Particle systems - when enabled, the RT engine will display particle systems.

Displacement - when enabled, the RT engine will display render-time displacement through the VRayDisplacementMod modifier. This is supported only by the CPU engine.

Motion blur - when enabled, the RT engine will respect the motion blur settings of the production renderer or the physical camera, if one is used. Motion blur is supported both by the CPU and GPU engines. When V-Ray RT is used a production renderer, this option is always assumed to be enabled and is greyed out.

Messages

These options control diagnostic messages output by the RT engine. The messages normally appear as an overlay over the rendered image in the ActiveShade view.

Warn for non-physical settings - when enabled, the RT engine will display warnings for non-physical settings (i.e. GI multipliers different from 1.0, invisible lights etc).

Warn for unsupported features - when enabled, the RT engine will display warnings about features of the production renderer that cannot be represented properly in the current RT engine (CPU or GPU).

Message delay (s) - the number of seconds information messages and warnings say on the screen. Set this to zero to disable information messages.

3ds Max controls

Locking the view

Normally, as the user changes the active viewports, V-Ray RT will update the ActiveShade window to show the new point of view, if it is a Perspective or Camera viewport. You can prevent this behaviour and lock V-Ray RT to a specific view by turning on the Lock View button in the Render Setup dialog.

View - This dropdown is used to select the view to be rendered when V-Ray interactive renderer is started. Only Perspective and Camera views are supported for the moment. Note that if you lock to a particular view, and later on change the number of viewports (i.e. by maximizing another viewport), V-Ray RT may not be able to show the locked viewport. This seems to be a limitation of the 3ds Max API.

Lock View - The button placed next to the View dropdown. If pressed, selecting different viewports in 3ds Max will not have any effect in V-Ray interactive renderer. You can lock/unlock the rendered view even while V-Ray RT is rendering.

ActiveShade in viewports

The ActiveShade button in the Render Setup dialogue starts the V-Ray RT renderer in a separate window and the size of the window is determined by the Width and Height values under Common tab of the same dialogue. However, the ActiveShade renderer can also be started in a 3ds Max viewport, by choosing ActiveShade view for the particular viewport. In that case, the size of the rendered image is the same as the size of the viewport. If Show Safe Frame option is checked, the rendering is restricted inside that frame. Resizing the viewport after the V-Ray RT renderer has started is not recommended because the behavior is not robust.

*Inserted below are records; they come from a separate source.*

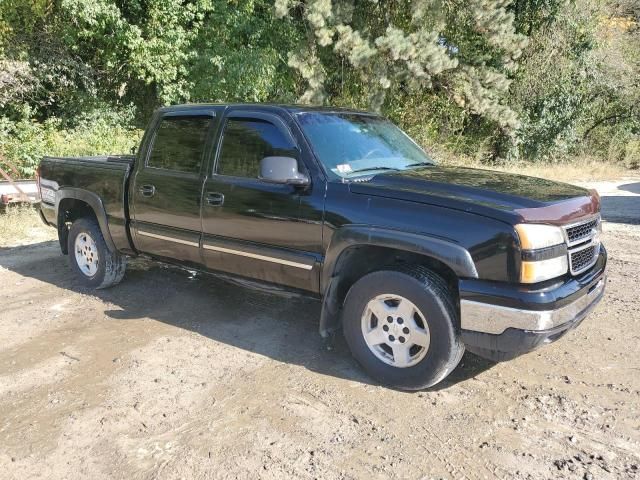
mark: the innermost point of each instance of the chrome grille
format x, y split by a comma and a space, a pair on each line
584, 245
583, 258
582, 231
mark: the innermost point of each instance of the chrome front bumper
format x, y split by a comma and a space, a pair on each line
495, 319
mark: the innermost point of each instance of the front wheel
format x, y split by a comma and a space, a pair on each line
90, 257
400, 326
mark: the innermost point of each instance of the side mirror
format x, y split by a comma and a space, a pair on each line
282, 170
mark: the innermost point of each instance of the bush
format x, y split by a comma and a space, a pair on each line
24, 142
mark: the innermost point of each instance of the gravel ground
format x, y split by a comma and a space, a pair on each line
171, 375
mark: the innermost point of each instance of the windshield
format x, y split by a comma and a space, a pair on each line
351, 144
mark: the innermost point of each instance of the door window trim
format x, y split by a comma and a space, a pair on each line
207, 143
275, 120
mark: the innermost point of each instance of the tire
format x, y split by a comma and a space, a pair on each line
402, 360
91, 260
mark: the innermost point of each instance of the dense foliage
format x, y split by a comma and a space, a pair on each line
490, 80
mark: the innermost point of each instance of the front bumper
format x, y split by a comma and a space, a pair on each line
501, 322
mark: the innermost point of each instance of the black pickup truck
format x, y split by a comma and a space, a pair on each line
413, 261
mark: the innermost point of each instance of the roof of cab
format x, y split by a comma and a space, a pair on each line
265, 106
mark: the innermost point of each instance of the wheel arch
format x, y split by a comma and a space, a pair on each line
74, 203
356, 251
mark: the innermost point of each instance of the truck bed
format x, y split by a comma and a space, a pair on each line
103, 178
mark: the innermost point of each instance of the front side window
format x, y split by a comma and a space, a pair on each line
179, 144
246, 141
351, 144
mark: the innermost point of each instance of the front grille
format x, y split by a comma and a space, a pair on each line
582, 231
582, 259
584, 245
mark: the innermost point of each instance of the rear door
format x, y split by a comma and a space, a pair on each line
167, 187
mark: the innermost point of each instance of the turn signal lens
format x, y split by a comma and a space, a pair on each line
538, 271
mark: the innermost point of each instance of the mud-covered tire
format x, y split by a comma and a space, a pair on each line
435, 315
110, 266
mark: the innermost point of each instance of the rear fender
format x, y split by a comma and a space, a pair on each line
94, 202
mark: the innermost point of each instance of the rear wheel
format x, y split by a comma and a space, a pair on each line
400, 326
90, 257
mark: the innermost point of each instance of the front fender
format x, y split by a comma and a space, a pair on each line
453, 255
448, 252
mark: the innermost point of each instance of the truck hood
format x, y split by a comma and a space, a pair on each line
505, 196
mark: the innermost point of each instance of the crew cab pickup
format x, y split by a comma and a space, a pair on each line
413, 261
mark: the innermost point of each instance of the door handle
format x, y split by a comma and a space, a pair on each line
147, 190
214, 199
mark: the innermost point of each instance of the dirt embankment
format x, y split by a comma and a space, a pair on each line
174, 376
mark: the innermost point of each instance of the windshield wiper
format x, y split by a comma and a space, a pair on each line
372, 168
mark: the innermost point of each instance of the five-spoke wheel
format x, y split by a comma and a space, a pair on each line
395, 330
402, 326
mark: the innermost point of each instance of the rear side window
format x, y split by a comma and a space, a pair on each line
246, 141
179, 144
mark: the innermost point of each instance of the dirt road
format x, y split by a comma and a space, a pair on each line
170, 375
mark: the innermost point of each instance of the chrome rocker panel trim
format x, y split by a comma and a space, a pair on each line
495, 319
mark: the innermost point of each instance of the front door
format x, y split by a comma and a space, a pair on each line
253, 228
168, 187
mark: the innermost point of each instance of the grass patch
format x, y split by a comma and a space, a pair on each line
21, 225
581, 169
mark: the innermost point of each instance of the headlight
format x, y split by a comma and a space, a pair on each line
533, 236
544, 252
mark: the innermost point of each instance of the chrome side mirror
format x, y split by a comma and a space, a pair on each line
283, 170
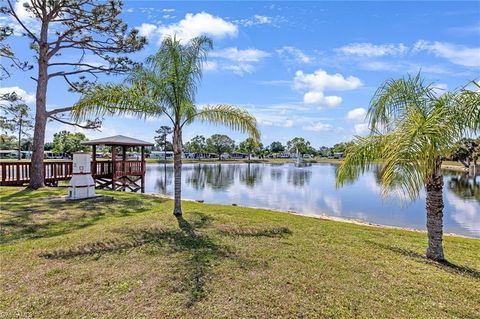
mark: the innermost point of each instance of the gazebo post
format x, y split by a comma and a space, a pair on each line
124, 158
120, 174
143, 169
94, 160
114, 157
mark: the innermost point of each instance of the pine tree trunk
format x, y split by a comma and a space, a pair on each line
434, 189
177, 167
37, 177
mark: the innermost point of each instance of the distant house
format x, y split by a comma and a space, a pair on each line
161, 155
338, 155
237, 155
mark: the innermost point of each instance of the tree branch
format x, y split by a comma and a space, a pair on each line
88, 126
60, 110
14, 14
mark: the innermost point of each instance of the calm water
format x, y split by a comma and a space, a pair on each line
311, 191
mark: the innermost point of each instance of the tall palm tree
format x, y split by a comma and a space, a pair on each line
412, 130
166, 85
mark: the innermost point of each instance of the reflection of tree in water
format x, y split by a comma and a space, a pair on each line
464, 186
216, 176
276, 174
299, 177
164, 179
251, 174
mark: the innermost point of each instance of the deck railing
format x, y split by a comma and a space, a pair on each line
18, 173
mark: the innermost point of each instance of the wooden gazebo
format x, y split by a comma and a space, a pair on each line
119, 173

To return an ActiveShade viewport to its normal state, right-click anywhere in it, and choose Close from the quad menu.

Note that the viewport must be a Perspective or camera viewport when you turn it into an ActiveShade window. User and orthogonal views are currently not supported.

The ActiveShade state of a viewport is saved with the 3ds Max scene. If you save the scene in a state where one of viewports is an ActiveShade window, when you load the scene later on, 3ds Max will automatically start V-Ray RT for the same viewport. In that case, V-Ray RT will print a short warning and will not actually start rendering.